= United Nations Civil Assistance Command Korea =

1950–1953 United States Army civil affairs agency for South Korea

The United Nations Civil Assistance Command Korea (UNCACK) was a United States Army agency involved in civil affairs activities in the Republic of Korea (ROK) during the Korean War, from 1950 until 1953.

After the beginning of the Korean War in June 1950, the invasion of South Korea, and the rapid squeezing of Allied forces into the Pusan Perimeter, President Syngman Rhee of South Korea appealed for U.S. assistance.
General Douglas MacArthur of the U.S. Army was serving as Commander-in-Chief of the United Nations Command (CINCUNC), the U.S. Army force defending South Korea. U.S. Army civil affairs efforts went through four different designations - the UN Public Health and Welfare Detachment; the United Nations Civil Assistance Command (UNCAC); the United Nations Civil Assistance Command, Korea (UNCACK); and the Korea Civil Assistance Command (KCAC). The term 8201st Army Unit was also frequently used.

General McArthur used U.S. Army personnel and equipment in Japan to name Brigadier General Crawford F. Sams in a staff role as the Chief of Health and Welfare, General Headquarters, United Nations Command. Brigadier General Sams was also tasked in a command role to lead the unit that would perform the mission on the ground, the small UN Public Health and Welfare Detachment.

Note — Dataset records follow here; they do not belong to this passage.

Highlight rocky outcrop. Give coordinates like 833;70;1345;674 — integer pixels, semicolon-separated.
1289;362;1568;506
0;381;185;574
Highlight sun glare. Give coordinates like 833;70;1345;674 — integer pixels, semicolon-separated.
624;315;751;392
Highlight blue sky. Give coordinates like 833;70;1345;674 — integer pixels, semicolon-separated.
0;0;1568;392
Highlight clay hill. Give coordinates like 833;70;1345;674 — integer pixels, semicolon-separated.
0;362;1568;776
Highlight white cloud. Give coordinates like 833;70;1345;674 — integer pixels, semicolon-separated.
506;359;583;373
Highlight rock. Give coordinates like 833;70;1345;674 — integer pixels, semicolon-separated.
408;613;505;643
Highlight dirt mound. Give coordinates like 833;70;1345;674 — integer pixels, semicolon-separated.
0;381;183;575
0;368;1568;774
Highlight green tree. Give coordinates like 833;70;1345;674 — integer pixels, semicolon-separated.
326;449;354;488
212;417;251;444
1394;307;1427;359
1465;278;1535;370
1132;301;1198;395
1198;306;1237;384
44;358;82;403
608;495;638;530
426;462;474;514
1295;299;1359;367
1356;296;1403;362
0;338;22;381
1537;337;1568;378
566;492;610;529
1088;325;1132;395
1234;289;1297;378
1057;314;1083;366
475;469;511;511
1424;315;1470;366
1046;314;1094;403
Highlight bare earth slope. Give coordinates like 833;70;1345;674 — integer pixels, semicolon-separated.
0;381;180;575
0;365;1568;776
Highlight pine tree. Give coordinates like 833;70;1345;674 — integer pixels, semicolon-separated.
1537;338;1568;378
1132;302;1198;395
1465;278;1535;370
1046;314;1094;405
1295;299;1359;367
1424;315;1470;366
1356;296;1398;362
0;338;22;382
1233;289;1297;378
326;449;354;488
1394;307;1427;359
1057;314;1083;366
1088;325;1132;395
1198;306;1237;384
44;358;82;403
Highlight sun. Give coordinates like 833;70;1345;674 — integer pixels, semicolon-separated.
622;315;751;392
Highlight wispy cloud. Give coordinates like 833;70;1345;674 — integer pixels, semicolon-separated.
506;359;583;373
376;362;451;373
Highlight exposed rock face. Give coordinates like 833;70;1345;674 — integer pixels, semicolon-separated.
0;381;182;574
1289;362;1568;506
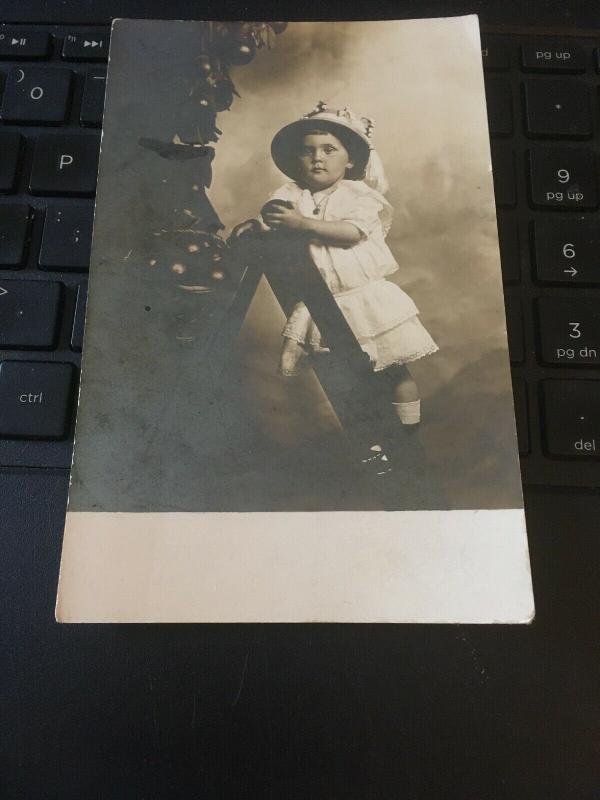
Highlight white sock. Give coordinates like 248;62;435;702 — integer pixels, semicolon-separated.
392;400;421;425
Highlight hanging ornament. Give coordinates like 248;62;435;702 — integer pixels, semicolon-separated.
225;37;256;65
212;78;236;111
268;22;287;34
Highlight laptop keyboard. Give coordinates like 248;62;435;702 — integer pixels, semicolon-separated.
0;26;600;486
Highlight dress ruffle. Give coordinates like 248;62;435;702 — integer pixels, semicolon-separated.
283;280;438;371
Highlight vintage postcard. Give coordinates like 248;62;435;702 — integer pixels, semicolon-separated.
57;16;533;623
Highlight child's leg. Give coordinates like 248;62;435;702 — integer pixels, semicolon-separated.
392;364;421;425
279;336;306;377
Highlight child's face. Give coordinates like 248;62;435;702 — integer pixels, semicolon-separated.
298;133;354;191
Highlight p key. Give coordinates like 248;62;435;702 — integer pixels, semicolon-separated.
29;134;100;197
0;67;72;124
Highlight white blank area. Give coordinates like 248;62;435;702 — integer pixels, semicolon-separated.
57;509;534;623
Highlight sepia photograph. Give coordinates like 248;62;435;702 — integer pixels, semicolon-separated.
57;17;532;622
71;20;521;511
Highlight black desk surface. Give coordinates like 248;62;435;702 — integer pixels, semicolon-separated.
0;0;600;800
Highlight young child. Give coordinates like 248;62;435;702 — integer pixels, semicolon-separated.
233;102;438;425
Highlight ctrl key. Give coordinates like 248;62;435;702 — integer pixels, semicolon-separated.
0;361;73;439
542;380;600;458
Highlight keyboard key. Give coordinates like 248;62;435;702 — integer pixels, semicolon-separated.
524;78;592;139
542;380;600;458
0;361;73;439
521;39;585;72
0;131;23;194
505;296;525;363
0;26;50;61
492;144;517;208
531;219;600;284
40;203;94;270
537;297;600;366
71;283;87;352
0;67;73;124
0;281;62;350
481;36;509;70
29;134;100;196
485;76;513;136
513;378;529;455
498;212;521;283
0;204;31;269
529;146;598;209
79;69;106;128
62;29;109;61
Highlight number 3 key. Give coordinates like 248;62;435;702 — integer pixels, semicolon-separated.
538;297;600;366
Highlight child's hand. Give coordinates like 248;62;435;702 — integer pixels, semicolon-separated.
261;200;306;230
227;219;261;244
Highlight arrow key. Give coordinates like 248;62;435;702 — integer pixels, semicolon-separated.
531;219;600;284
0;280;62;350
62;28;109;61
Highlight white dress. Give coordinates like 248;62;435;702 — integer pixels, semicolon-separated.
269;180;438;371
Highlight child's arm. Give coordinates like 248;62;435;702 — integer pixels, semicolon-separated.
262;203;362;247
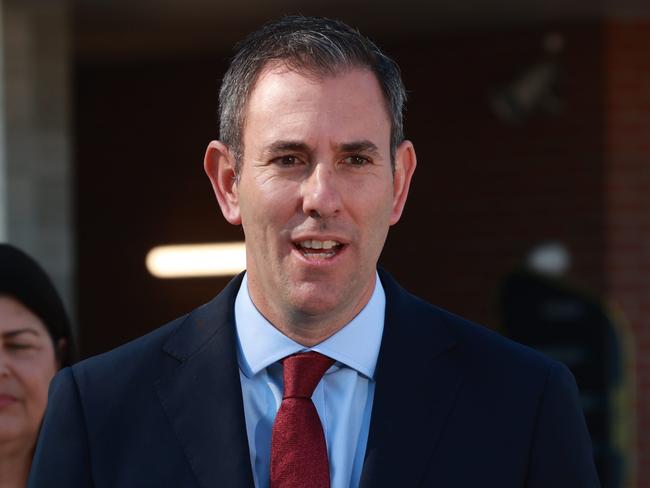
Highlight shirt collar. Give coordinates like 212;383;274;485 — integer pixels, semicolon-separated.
235;273;386;379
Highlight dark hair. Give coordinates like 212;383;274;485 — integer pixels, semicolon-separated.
219;16;406;173
0;244;76;367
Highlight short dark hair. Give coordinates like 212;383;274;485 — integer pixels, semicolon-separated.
0;243;77;367
219;15;406;174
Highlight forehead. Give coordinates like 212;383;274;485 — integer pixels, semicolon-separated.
244;64;390;146
0;295;47;336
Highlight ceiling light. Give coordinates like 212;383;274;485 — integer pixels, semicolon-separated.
145;242;246;278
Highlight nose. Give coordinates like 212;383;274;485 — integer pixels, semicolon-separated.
0;351;9;377
302;163;342;218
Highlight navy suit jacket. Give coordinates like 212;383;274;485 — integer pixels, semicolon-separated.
29;271;599;488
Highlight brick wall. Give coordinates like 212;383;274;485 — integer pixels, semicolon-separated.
604;21;650;487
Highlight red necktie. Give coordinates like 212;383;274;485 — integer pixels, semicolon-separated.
271;351;334;488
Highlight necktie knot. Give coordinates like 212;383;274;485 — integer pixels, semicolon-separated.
282;351;334;399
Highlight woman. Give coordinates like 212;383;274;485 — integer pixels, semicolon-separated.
0;244;74;488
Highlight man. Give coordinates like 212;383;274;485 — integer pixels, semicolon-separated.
30;17;598;488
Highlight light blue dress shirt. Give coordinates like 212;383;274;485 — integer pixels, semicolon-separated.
235;275;386;488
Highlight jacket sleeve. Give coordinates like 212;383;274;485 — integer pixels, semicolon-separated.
28;368;93;488
526;363;600;488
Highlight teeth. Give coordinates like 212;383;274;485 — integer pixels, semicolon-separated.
300;240;340;250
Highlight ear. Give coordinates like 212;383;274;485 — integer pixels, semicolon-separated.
203;141;241;225
390;141;417;225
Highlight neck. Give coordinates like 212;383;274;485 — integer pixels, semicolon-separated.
0;442;34;488
249;275;376;347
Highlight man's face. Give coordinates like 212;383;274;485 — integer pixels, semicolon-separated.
213;66;415;332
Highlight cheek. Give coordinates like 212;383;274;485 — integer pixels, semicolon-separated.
21;354;56;412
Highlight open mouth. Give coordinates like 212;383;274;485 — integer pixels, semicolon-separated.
294;239;345;260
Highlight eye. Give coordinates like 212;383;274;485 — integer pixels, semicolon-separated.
272;155;302;167
343;154;370;166
5;342;34;351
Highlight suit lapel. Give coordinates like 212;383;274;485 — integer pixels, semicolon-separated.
360;270;462;488
156;275;253;487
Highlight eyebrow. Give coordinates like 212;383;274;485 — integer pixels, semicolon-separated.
264;139;379;154
2;328;40;337
264;141;311;154
339;139;379;154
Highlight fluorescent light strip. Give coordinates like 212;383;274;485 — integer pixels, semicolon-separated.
145;242;246;278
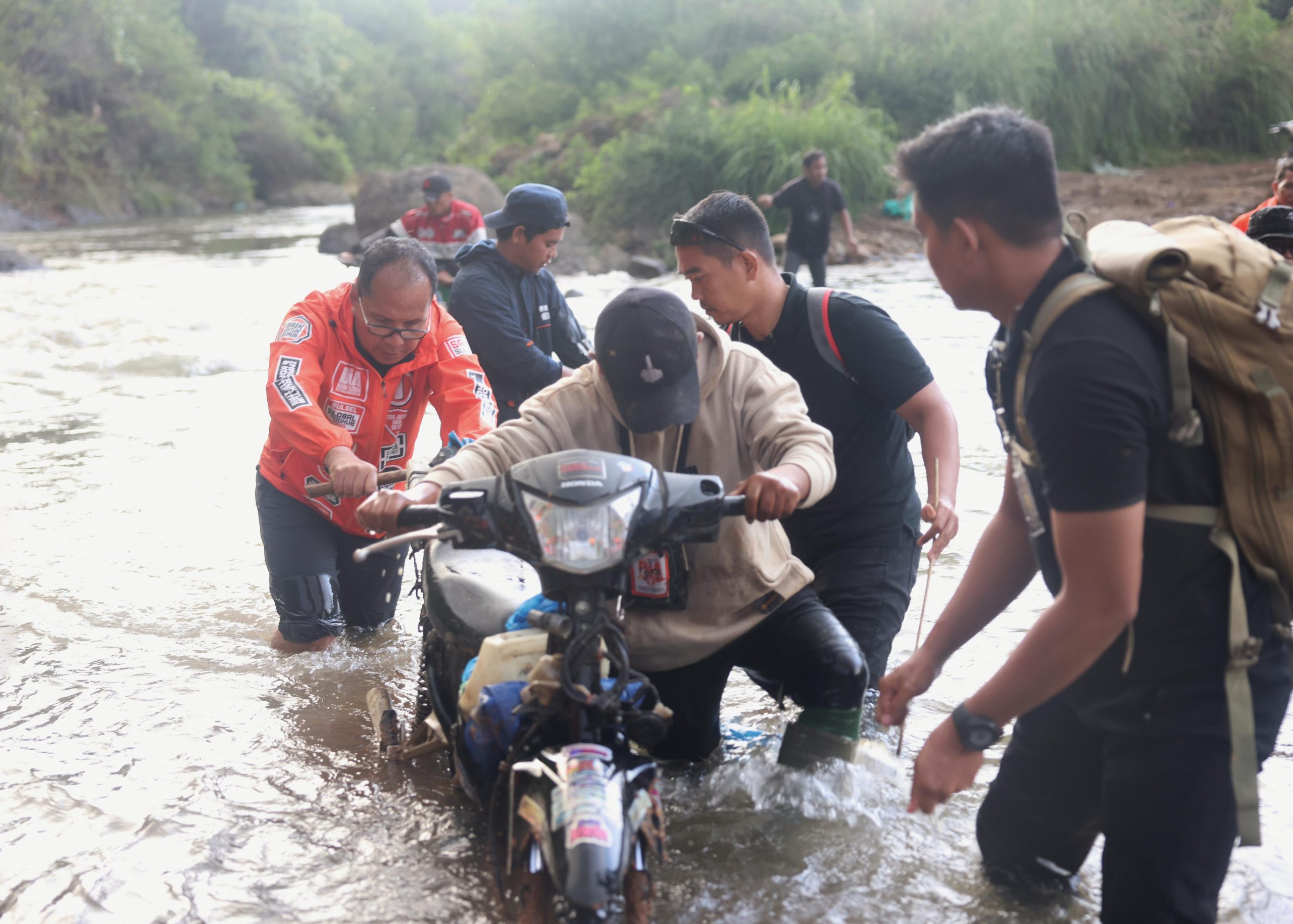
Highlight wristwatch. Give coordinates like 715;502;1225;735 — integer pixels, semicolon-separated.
952;703;1005;751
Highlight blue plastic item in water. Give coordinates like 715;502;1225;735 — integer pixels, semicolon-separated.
463;677;642;786
880;193;912;221
503;594;564;631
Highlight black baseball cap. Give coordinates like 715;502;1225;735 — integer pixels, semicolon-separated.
485;182;570;230
422;173;454;199
593;286;701;433
1248;206;1293;240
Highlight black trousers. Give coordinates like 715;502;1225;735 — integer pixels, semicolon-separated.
790;537;921;687
646;588;866;761
256;472;409;643
782;247;826;288
977;646;1289;924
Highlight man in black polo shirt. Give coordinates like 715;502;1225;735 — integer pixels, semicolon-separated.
670;191;960;684
758;148;857;286
879;108;1289;924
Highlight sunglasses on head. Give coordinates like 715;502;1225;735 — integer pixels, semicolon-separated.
669;219;749;250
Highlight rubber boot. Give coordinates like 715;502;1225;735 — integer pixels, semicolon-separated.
777;708;863;770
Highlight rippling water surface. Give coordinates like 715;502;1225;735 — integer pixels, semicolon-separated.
0;208;1293;924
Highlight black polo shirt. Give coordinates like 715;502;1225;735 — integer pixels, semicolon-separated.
772;176;848;258
732;273;933;551
986;247;1286;734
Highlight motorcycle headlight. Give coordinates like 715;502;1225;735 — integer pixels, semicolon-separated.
521;488;641;574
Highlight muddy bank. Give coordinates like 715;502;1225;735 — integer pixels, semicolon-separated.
848;159;1275;263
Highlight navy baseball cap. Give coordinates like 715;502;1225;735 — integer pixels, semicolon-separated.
1248;206;1293;240
485;182;570;230
593;286;701;433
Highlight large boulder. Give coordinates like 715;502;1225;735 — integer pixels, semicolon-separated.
0;250;44;273
266;180;351;208
319;224;360;254
548;212;632;276
0;202;58;232
354;163;503;237
628;256;669;279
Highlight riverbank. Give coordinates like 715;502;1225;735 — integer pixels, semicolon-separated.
854;161;1275;259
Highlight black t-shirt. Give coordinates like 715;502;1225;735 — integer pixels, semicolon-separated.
732;273;933;565
772;176;848;258
988;249;1285;731
353;321;418;378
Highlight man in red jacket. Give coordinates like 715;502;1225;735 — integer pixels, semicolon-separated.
256;238;498;652
1231;154;1293;234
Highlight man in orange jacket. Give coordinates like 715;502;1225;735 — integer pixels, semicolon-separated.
256;238;498;652
1231;154;1293;234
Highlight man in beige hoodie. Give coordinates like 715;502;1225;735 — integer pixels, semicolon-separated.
358;287;868;765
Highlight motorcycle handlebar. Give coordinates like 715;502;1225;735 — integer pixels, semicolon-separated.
723;495;745;516
395;503;445;529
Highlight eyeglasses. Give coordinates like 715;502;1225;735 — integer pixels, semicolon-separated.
669;219;749;250
356;293;430;341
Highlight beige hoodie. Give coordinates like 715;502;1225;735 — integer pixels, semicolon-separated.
428;316;835;670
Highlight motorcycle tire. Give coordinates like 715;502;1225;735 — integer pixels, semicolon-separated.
511;863;557;924
624;868;656;924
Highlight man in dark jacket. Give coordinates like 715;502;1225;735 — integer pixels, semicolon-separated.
878;109;1290;924
449;182;589;423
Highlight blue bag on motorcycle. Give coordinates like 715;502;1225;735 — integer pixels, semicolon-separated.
463;671;652;786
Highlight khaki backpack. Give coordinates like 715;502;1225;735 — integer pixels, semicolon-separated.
1010;216;1293;845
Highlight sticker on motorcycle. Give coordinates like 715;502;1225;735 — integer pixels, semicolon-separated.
274;356;310;410
557;458;607;481
554;744;619;850
632;551;669;601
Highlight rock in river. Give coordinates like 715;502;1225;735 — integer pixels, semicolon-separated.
354;163;503;237
319;224;360;254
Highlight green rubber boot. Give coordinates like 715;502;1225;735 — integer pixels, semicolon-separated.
777;707;863;770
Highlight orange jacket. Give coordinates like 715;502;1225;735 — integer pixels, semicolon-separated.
257;282;498;536
1231;196;1280;234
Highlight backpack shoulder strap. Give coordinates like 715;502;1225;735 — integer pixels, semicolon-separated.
1015;273;1113;467
808;288;857;382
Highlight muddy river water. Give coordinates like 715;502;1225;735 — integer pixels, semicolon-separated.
0;208;1293;924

Along with the United Nations Korean Reconstruction Agency (UNKRA), UNCACK was one of the major organizations providing humanitarian assistance to the ROK during the war.

The primary mission of UNCACK was "the prevention of disease, starvation and unrest among the civilian population", a mission implemented by providing a structure through which United Nations member nations could supply food, supplies, and technical assistance to Korea in cases when it was impossible to provide financial aid.

Following the cessation of hostilities in 1953, the duties of UNCACK were assumed by the U.S. Army's Korean Civil Assistance Command (KCAC).